这是我想做的事情的简化版本(在 OracleDB 中):
SELECT Table_car.purchase_date AS PurchaseDate,
Table_car.sale_date AS SaleDate,
CASE WHEN :userinput <> 999 THEN (SELECT Table_car.car_brand FROM Table_car WHERE Table_car.car_brand = :userinput )
ELSE (SELECT Table_car.car_brand FROM Table_car)
END AS CarBrand
FROM Table_car
我想要的伪代码可以是
if(user_input = 999)
show_all_values_of(Table_car.car_brand );
else
show_only_some_values_of(Table_car.car_brand, user_input);
这是预期的结果:
if user_input <> 999 (if is 1, for example)
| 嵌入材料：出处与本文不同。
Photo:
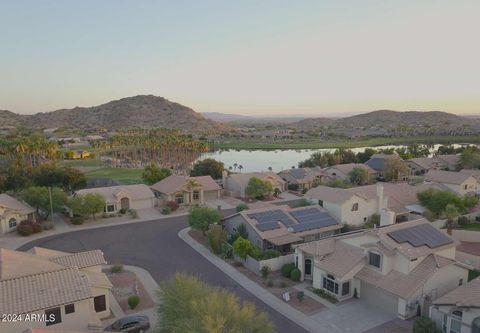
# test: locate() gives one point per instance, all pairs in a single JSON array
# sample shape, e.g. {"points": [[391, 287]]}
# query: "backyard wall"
{"points": [[275, 264]]}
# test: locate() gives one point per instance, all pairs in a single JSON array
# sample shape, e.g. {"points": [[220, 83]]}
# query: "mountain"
{"points": [[394, 123], [143, 111]]}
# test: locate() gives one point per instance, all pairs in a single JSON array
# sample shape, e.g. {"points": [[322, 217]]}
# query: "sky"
{"points": [[253, 57]]}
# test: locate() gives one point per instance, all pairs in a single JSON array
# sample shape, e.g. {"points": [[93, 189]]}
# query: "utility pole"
{"points": [[51, 202]]}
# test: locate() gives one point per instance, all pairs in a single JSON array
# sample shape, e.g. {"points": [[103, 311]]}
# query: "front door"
{"points": [[125, 203], [308, 267]]}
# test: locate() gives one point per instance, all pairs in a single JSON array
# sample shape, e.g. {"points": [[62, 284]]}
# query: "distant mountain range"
{"points": [[143, 111]]}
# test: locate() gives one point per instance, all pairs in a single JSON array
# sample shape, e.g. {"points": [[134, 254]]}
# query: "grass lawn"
{"points": [[122, 175], [470, 226], [351, 143]]}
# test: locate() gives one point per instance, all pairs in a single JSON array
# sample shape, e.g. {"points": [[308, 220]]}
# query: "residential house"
{"points": [[394, 202], [399, 268], [236, 183], [281, 226], [123, 197], [342, 171], [12, 212], [187, 190], [421, 165], [379, 163], [459, 310], [303, 178], [69, 289], [461, 183]]}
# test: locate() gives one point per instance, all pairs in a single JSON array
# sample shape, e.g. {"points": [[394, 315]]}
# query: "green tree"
{"points": [[243, 247], [200, 218], [39, 198], [258, 188], [359, 176], [208, 167], [425, 325], [187, 304], [153, 173]]}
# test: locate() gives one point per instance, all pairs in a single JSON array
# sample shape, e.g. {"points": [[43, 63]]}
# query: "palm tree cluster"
{"points": [[139, 147]]}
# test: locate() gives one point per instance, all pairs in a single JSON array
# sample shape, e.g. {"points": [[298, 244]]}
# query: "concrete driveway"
{"points": [[156, 247]]}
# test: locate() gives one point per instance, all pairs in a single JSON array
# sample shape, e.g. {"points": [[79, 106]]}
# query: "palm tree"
{"points": [[451, 213]]}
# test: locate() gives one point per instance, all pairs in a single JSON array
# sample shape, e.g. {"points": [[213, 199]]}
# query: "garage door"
{"points": [[378, 298]]}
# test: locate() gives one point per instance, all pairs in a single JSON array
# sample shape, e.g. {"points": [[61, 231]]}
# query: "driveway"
{"points": [[156, 247]]}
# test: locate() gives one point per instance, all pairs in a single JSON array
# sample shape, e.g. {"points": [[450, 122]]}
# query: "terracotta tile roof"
{"points": [[404, 285], [447, 177], [81, 259], [111, 193], [467, 295], [174, 183], [14, 204], [44, 290]]}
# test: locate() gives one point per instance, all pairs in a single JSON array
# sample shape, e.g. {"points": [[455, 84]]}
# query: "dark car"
{"points": [[130, 324]]}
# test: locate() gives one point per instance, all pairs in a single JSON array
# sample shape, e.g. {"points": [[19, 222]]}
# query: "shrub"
{"points": [[287, 269], [300, 296], [425, 325], [166, 211], [241, 206], [172, 204], [133, 301], [269, 254], [77, 220], [116, 268], [295, 274], [265, 271], [25, 228]]}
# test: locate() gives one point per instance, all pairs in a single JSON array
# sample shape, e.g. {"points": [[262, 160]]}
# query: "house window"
{"points": [[346, 288], [54, 316], [196, 195], [12, 223], [374, 259], [330, 284], [100, 303], [69, 308], [179, 198]]}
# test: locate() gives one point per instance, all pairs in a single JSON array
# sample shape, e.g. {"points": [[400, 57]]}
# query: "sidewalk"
{"points": [[13, 240], [294, 315]]}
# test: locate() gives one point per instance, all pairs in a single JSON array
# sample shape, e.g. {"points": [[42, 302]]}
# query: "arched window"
{"points": [[12, 223], [476, 325]]}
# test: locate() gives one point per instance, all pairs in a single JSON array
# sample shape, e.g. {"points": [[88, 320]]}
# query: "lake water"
{"points": [[261, 160]]}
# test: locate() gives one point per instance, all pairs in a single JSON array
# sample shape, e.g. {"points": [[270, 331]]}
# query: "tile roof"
{"points": [[31, 293], [404, 285], [447, 177], [111, 193], [173, 183], [14, 204], [467, 295]]}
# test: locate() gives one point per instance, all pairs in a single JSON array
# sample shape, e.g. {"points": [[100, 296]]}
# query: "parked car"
{"points": [[130, 324]]}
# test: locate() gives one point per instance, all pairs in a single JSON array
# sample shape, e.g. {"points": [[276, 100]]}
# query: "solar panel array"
{"points": [[306, 219], [419, 235]]}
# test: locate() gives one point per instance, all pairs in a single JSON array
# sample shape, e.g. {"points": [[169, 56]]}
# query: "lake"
{"points": [[261, 160]]}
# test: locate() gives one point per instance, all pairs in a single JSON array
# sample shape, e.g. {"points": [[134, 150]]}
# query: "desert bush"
{"points": [[133, 301], [295, 274], [265, 271], [172, 204], [287, 269]]}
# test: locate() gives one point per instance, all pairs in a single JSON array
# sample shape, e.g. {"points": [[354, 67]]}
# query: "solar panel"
{"points": [[267, 226], [423, 234]]}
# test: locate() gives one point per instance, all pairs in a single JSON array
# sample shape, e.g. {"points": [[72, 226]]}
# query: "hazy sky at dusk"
{"points": [[250, 57]]}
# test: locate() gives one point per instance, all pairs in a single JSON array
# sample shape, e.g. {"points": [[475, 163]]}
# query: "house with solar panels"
{"points": [[299, 179], [280, 227], [400, 268]]}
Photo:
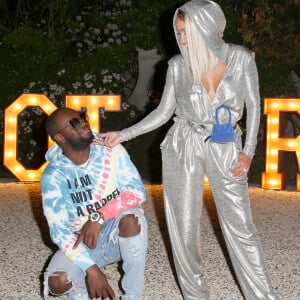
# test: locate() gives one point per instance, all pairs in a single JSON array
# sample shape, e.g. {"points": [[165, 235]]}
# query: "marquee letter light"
{"points": [[11, 134], [92, 103], [271, 179]]}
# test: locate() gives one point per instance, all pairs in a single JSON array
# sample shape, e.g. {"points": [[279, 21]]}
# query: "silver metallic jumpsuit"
{"points": [[188, 155]]}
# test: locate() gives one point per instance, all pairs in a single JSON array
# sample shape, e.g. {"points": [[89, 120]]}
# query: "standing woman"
{"points": [[208, 74]]}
| PurchaseDate | SaleDate | CarBrand |
+--------------+------------+----------+
| 03/12/2018 | 09/10/2021 | 1 |
----------------------------------------
| 13/06/2011 | 20/11/2021 | 1 |
----------------------------------------
| 22/01/2020 | 09/12/2021 | 1 |
----------------------------------------
else (if user input is 999)
| PurchaseDate | SaleDate | CarBrand |
+--------------+------------+----------+
| 03/12/2018 | 09/10/2021 | 1 |
----------------------------------------
| 13/06/2001 | 20/11/2021 | 5 |
----------------------------------------
| 22/01/2020 | 09/12/2021 | 1 |
----------------------------------------
| 03/12/2018 | 09/10/2021 | 3 |
----------------------------------------
| 13/06/2012 | 10/10/2020 | 9 |
----------------------------------------
| 22/01/2020 | 09/12/2020 | 2 |
----------------------------------------
您可以将逻辑放入 where 子句中,使用 or;类似于:
SELECT Table_car.purchase_date AS PurchaseDate,
Table_car.sale_date AS SaleDate,
Table_car.car_brand AS CarBrand
FROM Table_car
WHERE :userinput = 999 OR Table_car.car_brand = :userinput
如果您的列可以为空,您可能需要额外的逻辑以特定方式处理它,但看起来不应该如此。如果您需要 where 中的其他条件,请记住在上面的逻辑周围加上括号,以确保它按照您的意图进行解释;即
WHERE (:userinput = 999 OR Table_car.car_brand = :userinput)
AND ... something else
顺便说一句,您可能需要考虑使用 table 别名来减少输入。